[feature] [sgl-router] Add a dp-aware routing strategy (#6869)

2025-07-30 20:58:48 +08:00
parent 55ecdc0a8e
commit a730ce8162
19 changed files with 726 additions and 16 deletions
--- a/sgl-router/py_test/test_launch_server.py
+++ b/sgl-router/py_test/test_launch_server.py
@@ -30,6 +30,7 @@ def popen_launch_router(
    service_discovery_namespace: str = None,
    prometheus_port: int = None,
    prometheus_host: str = None,
+    dp_aware: bool = False,
 ):
    """
    Launch the router server process.
@@ -49,6 +50,7 @@ def popen_launch_router(
        service_discovery_namespace: Kubernetes namespace to watch for pods. If None, watches all namespaces.
        prometheus_port: Port to expose Prometheus metrics. If None, Prometheus metrics are disabled.
        prometheus_host: Host address to bind the Prometheus metrics server.
+        dp_aware: Enable data parallelism aware routing strategy.
    """
    _, host, port = base_url.split(":")
    host = host[2:]
@@ -69,10 +71,12 @@ def popen_launch_router(
        "5",
        "--router-policy",
        policy,
+        "--allow-auto-truncate",
    ]

    if api_key is not None:
        command.extend(["--api-key", api_key])
+        command.extend(["--router-api-key", api_key])

    if max_payload_size is not None:
        command.extend(["--router-max-payload-size", str(max_payload_size)])
@@ -100,6 +104,9 @@ def popen_launch_router(
    if log_dir is not None:
        command.extend(["--log-dir", log_dir])

+    if dp_aware:
+        command.append("--router-dp-aware")
+
    process = subprocess.Popen(command, stdout=None, stderr=None)

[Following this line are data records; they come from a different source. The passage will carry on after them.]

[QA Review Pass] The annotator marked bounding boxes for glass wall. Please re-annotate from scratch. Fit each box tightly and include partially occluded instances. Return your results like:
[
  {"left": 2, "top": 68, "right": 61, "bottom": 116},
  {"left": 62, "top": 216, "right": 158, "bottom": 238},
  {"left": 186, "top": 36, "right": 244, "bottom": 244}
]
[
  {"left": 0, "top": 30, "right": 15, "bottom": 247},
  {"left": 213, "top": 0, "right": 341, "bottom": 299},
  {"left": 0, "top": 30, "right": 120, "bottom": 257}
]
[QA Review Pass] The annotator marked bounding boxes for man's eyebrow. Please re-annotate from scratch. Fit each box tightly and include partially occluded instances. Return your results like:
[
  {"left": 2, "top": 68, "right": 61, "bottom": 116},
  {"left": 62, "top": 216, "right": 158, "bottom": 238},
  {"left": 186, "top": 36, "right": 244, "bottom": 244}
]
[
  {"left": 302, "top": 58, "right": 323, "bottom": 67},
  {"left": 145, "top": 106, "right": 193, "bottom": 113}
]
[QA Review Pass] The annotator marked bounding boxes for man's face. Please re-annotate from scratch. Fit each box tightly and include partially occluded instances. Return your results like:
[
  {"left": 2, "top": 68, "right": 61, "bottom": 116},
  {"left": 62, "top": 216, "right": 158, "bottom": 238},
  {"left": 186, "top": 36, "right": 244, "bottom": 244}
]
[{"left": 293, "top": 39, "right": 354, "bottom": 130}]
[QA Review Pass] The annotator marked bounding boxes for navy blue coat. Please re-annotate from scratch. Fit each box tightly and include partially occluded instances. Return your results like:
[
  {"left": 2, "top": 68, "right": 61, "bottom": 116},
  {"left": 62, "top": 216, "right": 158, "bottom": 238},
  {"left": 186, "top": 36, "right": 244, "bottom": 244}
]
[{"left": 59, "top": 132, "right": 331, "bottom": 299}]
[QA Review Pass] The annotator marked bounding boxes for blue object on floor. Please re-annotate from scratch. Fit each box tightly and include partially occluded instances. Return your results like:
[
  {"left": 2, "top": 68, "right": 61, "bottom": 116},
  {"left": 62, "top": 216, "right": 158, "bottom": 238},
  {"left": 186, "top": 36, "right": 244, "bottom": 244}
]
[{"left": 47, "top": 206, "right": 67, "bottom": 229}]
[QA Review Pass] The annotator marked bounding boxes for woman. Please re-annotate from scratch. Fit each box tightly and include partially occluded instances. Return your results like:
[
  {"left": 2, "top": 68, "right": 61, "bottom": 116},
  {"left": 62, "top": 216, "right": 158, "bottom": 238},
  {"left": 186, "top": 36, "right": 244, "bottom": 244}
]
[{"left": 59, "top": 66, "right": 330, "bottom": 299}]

    start_time = time.perf_counter()
@@ -127,6 +134,7 @@ def popen_launch_server(
    model: str,
    base_url: str,
    timeout: float,
+    api_key: str = None,
 ):
    _, host, port = base_url.split(":")
    host = host[2:]
@@ -145,6 +153,9 @@ def popen_launch_server(
        "1",
    ]

+    if api_key is not None:
+        command.extend(["--api-key", api_key])
+
    process = subprocess.Popen(command, stdout=None, stderr=None)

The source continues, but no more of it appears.